Current events are honestly bad subjects for discussion because a lot of the info out there is going to be hyperbolic, so a friend gave me an idea that I’ve been doing for a while, which is to save articles on a subject and write down my thoughts on the subject and then look back in several months to see how reality has caught up with things. Keywords like ‘analysis’, ‘debunk’, ‘follow-up’, ‘revisited’ and so on seem to help, as does ‘.pdf’ or ‘journal’ to find journal articles (pdf sometimes gives me them behind paywalls even!)

Data is hard and any data with tons of people is bound to be messy. We’re all wrong a lot, so it’s more a matter of gradually improving our skills than being right the first time.


#18

I have about twenty years experience presenting information to decision makers who have varying levels of numeracy and I tell you I would NEVER use that kind of graph alone.

It’s not an uncommon problem among researchers and especially academic researchers to present information to decision makers in a way that’s flawed, misleading and poorly constructed for that audience. Mostly I think it’s arrogance and laziness, e.g., “I’m a psych prof, I know what I’m doing–I’m a scientist, for Christ sakes! I can make charts!”

You have to present data in a way that is clear and is difficult to misconstrue. Having ratios out of whack with the data points would be a red flag for at least one university president and many faculty members I’ve worked with.

I told you how I would fix it–zero on the y axis, perhaps more history. If you want to get into the data, you can pull out that part that you want to focus on, but not without the context in the first chart with the y-axis zero.

I know I’m in the minority on this, but in the real world you need to be crystal clear and not confuse your users any more than necessary. Just because it’s common practice to make graphs where the ratios shown are out of whack doesn’t make it right.

If you read my earlier comments, you’d see that I agree that there are plenty of times when non-zero y-axes are preferred. This just ain’t one of 'em!


#19

My favorite Fox graphs are the ones where the graphs themselves simply fail to accurately plot the changes in numbers that don’t fit the narrative they’re trying to sell - they do it quite frequently, eg:


#20

Nor would I, as I mentioned…

And neither did they.

So, as discussed. The graph needed context. It had context. In the video it was mentioned as an example about data axes, but it was never actually delivered without the useful information that we both agree is necessary.

What I wouldn’t do is go off on a specific graph without double-checking that, because that’d be really embarrassing.

:wink:

(and yes, I know, this is a forum and not work, we shouldn’t have to be constantly on our toes, but we should be responsible in our slams)

You are definitely in the minority on this one…yes.

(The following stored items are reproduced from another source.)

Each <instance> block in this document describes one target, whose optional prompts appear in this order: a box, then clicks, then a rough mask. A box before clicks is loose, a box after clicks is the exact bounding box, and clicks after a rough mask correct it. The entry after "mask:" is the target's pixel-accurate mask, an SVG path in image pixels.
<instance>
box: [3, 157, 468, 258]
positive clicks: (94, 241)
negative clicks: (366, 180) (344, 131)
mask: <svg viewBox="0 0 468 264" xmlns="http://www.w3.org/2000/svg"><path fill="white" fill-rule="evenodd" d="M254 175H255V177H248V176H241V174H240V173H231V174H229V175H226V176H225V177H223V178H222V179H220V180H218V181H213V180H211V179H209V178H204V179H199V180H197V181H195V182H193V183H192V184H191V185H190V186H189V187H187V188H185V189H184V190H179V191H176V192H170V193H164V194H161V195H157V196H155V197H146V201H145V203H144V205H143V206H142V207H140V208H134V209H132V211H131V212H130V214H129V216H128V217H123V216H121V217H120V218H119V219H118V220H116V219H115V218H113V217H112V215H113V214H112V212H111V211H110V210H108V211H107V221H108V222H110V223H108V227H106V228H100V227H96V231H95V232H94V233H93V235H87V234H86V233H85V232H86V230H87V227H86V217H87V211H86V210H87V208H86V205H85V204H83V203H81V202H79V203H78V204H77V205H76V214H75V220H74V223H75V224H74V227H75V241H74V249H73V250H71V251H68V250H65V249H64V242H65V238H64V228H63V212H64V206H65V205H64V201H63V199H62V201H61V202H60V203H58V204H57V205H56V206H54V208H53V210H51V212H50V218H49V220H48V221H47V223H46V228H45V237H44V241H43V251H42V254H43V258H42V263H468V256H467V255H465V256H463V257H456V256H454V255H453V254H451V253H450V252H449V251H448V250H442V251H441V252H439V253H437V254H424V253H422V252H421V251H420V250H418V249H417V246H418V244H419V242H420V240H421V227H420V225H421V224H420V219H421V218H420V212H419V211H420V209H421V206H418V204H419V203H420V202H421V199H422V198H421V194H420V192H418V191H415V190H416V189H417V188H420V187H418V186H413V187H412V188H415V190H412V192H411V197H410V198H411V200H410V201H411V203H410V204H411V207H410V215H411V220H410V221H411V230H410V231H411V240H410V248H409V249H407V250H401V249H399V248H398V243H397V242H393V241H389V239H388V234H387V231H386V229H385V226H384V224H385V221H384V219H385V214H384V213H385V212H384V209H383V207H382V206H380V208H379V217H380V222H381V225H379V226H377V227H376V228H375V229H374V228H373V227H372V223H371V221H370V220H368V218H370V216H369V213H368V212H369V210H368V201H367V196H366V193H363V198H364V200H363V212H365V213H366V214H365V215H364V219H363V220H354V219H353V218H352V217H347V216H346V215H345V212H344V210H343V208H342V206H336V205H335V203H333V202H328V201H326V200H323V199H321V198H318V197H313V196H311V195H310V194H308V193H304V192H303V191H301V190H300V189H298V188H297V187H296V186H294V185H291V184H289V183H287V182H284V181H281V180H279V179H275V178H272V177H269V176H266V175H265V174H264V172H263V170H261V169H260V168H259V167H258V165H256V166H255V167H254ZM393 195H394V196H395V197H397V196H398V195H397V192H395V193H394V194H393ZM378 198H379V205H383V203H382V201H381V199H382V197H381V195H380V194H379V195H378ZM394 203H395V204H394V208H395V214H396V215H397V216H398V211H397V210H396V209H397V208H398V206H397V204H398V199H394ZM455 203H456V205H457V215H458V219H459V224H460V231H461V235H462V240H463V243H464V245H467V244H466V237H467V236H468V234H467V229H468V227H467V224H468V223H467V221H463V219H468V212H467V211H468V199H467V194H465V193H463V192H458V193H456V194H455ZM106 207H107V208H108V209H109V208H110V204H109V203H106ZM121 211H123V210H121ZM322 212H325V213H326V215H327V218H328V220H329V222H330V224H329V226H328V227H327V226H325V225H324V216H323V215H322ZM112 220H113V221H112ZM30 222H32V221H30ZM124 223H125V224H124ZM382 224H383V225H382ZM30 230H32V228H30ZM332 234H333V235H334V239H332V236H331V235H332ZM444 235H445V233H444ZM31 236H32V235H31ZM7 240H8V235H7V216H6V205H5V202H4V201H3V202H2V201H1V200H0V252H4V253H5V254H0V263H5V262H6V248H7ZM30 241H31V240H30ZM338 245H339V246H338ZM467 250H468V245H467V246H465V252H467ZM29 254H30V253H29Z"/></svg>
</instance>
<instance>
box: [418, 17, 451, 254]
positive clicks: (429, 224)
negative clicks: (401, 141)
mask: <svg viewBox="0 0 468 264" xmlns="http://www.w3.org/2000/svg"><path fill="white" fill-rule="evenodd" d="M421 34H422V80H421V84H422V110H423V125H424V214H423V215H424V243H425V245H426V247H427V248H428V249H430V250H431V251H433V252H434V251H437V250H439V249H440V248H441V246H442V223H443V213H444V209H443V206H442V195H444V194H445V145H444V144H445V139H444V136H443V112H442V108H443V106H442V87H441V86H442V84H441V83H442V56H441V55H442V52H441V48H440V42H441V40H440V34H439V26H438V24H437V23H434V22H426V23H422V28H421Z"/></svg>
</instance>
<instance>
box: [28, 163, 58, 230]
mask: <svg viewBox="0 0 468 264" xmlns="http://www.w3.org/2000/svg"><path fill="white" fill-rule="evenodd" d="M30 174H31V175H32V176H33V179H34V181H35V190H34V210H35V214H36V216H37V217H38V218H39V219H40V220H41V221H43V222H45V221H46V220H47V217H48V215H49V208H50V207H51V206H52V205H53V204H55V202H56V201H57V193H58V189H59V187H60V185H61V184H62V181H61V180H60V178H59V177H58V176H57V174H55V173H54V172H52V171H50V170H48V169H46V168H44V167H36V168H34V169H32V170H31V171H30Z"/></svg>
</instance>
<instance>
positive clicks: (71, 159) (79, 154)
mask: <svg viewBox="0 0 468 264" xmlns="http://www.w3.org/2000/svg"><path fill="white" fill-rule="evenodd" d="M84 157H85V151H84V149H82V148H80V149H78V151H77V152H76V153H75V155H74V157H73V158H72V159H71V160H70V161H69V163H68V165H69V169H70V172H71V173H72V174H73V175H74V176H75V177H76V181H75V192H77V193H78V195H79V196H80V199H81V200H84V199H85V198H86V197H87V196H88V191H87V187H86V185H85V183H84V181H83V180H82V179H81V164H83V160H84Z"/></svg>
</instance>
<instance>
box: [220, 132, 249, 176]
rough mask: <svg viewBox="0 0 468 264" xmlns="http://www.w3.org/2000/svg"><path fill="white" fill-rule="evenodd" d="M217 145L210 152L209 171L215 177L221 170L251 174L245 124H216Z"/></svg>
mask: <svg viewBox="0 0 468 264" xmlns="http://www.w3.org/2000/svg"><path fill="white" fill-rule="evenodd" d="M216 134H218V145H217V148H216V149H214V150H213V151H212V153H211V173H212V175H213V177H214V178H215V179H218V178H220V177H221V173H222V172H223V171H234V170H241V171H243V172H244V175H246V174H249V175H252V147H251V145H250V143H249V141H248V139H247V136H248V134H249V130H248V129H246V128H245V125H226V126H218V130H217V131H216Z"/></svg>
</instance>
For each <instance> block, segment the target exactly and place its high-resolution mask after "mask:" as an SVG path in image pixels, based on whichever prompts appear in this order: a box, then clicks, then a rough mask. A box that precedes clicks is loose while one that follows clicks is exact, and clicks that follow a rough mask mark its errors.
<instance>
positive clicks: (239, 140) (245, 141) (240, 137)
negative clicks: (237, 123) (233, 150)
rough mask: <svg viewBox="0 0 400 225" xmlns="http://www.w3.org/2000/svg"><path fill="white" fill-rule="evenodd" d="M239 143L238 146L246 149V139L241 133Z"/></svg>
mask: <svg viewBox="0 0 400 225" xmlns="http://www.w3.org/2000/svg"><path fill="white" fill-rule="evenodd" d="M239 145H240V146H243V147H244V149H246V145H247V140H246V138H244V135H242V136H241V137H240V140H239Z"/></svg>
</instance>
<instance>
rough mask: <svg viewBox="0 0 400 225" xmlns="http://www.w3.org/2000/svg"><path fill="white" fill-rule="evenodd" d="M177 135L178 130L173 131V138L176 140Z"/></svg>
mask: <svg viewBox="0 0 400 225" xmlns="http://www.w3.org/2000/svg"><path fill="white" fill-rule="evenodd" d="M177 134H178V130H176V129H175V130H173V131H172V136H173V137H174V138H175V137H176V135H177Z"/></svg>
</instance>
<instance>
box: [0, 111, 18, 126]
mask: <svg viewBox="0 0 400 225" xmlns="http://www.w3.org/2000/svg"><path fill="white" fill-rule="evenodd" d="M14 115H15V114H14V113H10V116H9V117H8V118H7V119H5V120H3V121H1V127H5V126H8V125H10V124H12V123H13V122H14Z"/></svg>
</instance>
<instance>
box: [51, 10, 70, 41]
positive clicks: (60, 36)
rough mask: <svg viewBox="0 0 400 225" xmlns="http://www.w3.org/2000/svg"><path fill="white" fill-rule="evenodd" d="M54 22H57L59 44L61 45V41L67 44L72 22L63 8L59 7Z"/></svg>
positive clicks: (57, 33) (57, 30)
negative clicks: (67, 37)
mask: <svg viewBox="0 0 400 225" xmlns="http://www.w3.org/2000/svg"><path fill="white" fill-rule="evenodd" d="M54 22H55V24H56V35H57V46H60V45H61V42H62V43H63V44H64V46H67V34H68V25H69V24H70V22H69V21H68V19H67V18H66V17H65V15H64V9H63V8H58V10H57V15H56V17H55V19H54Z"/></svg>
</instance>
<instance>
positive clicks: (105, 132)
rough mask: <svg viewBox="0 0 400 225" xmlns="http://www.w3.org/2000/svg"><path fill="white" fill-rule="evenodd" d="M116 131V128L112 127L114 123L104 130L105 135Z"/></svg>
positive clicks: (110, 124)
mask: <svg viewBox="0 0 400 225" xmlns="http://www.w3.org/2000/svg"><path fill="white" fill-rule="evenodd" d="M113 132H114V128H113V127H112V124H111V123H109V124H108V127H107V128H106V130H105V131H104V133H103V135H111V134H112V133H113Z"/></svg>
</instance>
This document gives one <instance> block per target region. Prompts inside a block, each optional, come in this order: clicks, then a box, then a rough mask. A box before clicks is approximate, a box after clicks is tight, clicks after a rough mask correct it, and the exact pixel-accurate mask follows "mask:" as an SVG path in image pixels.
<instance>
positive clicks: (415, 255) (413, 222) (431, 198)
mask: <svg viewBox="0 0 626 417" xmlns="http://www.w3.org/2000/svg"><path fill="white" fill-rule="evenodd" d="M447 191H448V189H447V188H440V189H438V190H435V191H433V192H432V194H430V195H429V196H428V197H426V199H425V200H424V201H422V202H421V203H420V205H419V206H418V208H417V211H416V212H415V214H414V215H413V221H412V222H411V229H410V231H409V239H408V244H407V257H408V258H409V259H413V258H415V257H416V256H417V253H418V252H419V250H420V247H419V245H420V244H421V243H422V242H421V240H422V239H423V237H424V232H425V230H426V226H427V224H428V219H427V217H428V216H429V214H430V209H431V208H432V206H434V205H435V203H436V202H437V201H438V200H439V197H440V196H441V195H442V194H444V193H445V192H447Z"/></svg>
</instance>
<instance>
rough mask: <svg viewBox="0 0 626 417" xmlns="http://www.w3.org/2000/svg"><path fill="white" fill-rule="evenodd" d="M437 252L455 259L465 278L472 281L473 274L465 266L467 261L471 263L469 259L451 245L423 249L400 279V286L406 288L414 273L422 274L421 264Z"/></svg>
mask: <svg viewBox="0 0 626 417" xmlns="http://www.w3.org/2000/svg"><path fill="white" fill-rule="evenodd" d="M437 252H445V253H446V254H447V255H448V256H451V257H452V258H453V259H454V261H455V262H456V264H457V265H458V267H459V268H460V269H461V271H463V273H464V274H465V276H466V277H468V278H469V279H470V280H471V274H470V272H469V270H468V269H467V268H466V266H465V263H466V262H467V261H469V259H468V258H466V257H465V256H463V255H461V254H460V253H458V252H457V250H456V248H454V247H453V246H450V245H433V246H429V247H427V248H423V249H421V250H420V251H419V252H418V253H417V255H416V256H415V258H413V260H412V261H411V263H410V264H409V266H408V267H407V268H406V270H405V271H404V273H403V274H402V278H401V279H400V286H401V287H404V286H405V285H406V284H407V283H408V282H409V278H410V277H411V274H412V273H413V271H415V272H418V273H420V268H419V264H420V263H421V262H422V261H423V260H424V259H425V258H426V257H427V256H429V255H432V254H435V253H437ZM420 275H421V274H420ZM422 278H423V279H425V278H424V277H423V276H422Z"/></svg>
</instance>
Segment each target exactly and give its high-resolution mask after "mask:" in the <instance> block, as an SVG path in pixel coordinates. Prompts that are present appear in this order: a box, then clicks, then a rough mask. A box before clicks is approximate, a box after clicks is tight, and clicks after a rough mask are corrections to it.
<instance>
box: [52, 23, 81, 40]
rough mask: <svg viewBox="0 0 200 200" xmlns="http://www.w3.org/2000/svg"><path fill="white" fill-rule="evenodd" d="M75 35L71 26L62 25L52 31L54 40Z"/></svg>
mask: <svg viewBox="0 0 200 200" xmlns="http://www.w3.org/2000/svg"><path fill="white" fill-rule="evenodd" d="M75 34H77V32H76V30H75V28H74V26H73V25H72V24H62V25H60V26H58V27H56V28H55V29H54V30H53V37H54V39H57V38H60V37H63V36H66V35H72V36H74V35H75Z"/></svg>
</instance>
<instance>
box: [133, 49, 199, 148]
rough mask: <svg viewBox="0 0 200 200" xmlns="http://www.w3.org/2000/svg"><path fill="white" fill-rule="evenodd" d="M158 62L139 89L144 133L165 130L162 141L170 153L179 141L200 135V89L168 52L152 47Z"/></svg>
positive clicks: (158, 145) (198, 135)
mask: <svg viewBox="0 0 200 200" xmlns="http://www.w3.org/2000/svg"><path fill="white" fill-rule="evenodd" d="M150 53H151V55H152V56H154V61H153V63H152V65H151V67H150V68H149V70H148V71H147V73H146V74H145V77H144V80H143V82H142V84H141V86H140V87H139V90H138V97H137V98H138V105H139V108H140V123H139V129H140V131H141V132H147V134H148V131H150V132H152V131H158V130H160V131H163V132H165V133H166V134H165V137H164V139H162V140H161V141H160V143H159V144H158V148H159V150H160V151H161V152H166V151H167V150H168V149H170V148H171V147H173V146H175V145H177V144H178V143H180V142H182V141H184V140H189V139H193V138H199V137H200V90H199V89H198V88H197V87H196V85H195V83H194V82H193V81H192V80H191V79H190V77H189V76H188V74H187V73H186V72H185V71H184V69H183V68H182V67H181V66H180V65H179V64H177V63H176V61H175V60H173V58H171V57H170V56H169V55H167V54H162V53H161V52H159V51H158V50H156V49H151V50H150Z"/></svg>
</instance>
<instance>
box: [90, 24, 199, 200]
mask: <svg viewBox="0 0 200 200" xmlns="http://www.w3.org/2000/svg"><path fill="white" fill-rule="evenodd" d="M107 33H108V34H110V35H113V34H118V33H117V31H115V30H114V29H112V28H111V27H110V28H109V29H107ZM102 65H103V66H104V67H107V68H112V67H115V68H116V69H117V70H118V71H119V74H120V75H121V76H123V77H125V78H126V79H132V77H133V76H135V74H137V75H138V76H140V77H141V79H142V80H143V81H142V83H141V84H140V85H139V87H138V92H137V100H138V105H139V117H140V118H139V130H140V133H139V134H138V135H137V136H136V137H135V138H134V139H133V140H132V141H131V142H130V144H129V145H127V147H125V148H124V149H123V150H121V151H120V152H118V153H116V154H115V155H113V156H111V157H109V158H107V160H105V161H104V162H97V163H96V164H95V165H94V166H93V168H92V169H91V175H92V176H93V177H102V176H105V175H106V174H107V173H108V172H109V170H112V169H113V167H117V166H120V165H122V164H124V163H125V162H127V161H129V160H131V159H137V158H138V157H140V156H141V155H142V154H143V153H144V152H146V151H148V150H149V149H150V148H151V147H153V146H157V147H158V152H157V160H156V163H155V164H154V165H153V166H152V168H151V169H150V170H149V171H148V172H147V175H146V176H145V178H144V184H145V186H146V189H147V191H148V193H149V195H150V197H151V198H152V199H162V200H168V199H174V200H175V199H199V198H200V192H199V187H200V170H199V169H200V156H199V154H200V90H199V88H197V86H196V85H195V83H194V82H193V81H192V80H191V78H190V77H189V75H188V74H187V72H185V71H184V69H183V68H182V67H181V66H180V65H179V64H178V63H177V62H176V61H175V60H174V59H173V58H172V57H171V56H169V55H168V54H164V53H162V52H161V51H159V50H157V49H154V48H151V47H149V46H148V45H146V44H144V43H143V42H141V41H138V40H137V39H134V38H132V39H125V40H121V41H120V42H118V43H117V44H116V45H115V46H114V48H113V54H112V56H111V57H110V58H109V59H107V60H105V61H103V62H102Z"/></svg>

I’d have added a compressed lower bound (so, to zero,but not wasting a ton of whitespace or overflattening the data) and perhaps also included information on the impacts of percentage reductions so that there’s more useful context.

It is very difficult to read more than a slight trend on the zero axis version of the graph, which makes it largely useless to anybody other than an industry expert, I would not have considered a full zero axis variant a good use of space, though I could see doing a small thumbnail one that somebody could zoom in on.

Also, and this is important and you know this as well as I do…catastrophic is not zero in this case, and that graph was demonstrating the degree of catastrophe. I could see using the unemployment rates in other recessions (though the great depression is an outlier and I wouldn’t consider that a great choice) as a lower bound with appropriate indicators.

I see almost no value in the zero axis graph in this case, not as a full page at least. Maybe in an appendix or something. I believe I’m in the majority (or at least plurality) on this one, no?